Ovarian Cancer Research

BC Cancer researchers have an ambitious goal to reduce the incidence of ovarian cancer by 50 per cent in the next 15 years.

Every three and a half hours, another woman is diagnosed with ovarian cancer in Canada. In B.C, more than 300 women will be diagnosed with a form of ovarian cancer this year.

With few early symptoms it is often diagnosed in the advanced stages when treatments are less likely to result in a cure.

The bleak fact that seven in ten women die within five years of diagnosis fuels the passion of researchers to further understand this disease and improve outcomes. The OVCARE team, led by Drs. David Huntsman and Dianne Miller believe that most types of ovarian cancer share a crucial feature, they are potentially preventable
 

Research Underway to Prevent Ovarian Cancer

The OVCARE team at BC Cancer is focused on discoveries that have a direct link to patient care.
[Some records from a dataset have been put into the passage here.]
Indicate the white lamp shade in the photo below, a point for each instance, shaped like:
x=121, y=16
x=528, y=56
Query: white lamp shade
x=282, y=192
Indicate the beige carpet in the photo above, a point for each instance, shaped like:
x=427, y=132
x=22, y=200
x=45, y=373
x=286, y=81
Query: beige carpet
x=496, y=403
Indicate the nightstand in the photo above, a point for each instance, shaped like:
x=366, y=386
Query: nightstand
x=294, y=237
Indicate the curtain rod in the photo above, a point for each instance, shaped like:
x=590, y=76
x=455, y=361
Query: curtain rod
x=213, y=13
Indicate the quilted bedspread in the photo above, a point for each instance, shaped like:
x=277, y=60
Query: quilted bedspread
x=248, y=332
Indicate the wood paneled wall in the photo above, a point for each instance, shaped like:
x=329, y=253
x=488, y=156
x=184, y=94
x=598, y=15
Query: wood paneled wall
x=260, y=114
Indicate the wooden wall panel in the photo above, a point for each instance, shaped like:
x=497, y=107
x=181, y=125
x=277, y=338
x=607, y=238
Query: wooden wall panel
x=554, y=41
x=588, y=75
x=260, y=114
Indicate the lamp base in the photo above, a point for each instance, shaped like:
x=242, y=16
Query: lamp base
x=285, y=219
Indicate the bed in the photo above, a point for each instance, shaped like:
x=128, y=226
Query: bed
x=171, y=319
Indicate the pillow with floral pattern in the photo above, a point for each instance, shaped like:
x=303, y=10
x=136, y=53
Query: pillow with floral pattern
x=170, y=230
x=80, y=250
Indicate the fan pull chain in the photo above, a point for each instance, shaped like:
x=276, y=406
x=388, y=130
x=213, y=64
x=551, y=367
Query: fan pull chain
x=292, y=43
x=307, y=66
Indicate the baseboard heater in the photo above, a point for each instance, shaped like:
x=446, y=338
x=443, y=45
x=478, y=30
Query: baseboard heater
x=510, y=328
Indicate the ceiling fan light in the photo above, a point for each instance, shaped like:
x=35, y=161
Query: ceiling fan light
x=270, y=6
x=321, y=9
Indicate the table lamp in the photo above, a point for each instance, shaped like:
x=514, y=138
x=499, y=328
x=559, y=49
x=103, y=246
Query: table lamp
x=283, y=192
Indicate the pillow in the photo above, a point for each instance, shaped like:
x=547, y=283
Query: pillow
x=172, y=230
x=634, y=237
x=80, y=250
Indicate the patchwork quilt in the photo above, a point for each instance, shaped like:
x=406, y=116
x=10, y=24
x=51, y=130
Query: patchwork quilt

They are building a prevention toolbox to expand on advancements already in place such as the removal of a woman’s fallopian tubes during routine hysterectomy or tubal ligation. The BC Cancer team has also integrated genetic testing into standard care to further identify family members with an inherited risk of ovarian cancer.

The team is launching a study to further explore the impact of surgical removal of fallopian tubes in the general population to determine if additional steps can be implemented to prevent ovarian cancer.

Additionally, Dr. Huntsman’s lab will build upon recent research that identifies women with endometriosis as having a two- or three-fold increased risk of endometrial ovarian carcinoma and clear cell ovarian carcinoma. This work will identify markers within endometriosis that predict risk of transforming into cancer. Their goal is to deploy strategies to identify and prevent the development of cancer from endometriosis.

Erin Barrett shares the shock of an ovarian cancer diagnosis as her second child was born. She is now an advocate for research to prevent the disease from impacting other women. Hear from Drs. David Huntsman and Dianne Miller on BC Cancer's goal to prevent 50 percent of ovarian cancers within the next 15 years.

Early Detection in Ovarian Cancer

“I’ve seen the devastating impact ovarian cancer can have for families. In the clinic, I’m treating mothers first, followed by their daughters. This must change – I don’t want to be treating granddaughters next. We must do more to prevent ovarian cancer and help women across generations.”

– Dr. Anna Tinker, Medical Oncologist, BC Cancer

Dr. Anna Tinker, medical oncologist at BC Cancer Agency, specializes in gynecologic cancers and is currently leading a study that explores new methods to detect ovarian and endometrial cancers in asymptomatic women. Dr. Tinker’s study explores safe and simple methods of detection and sees two groups of women trialing both a self-swab method and simply wearing a tampon for six hours to collect cells, along with a blood test.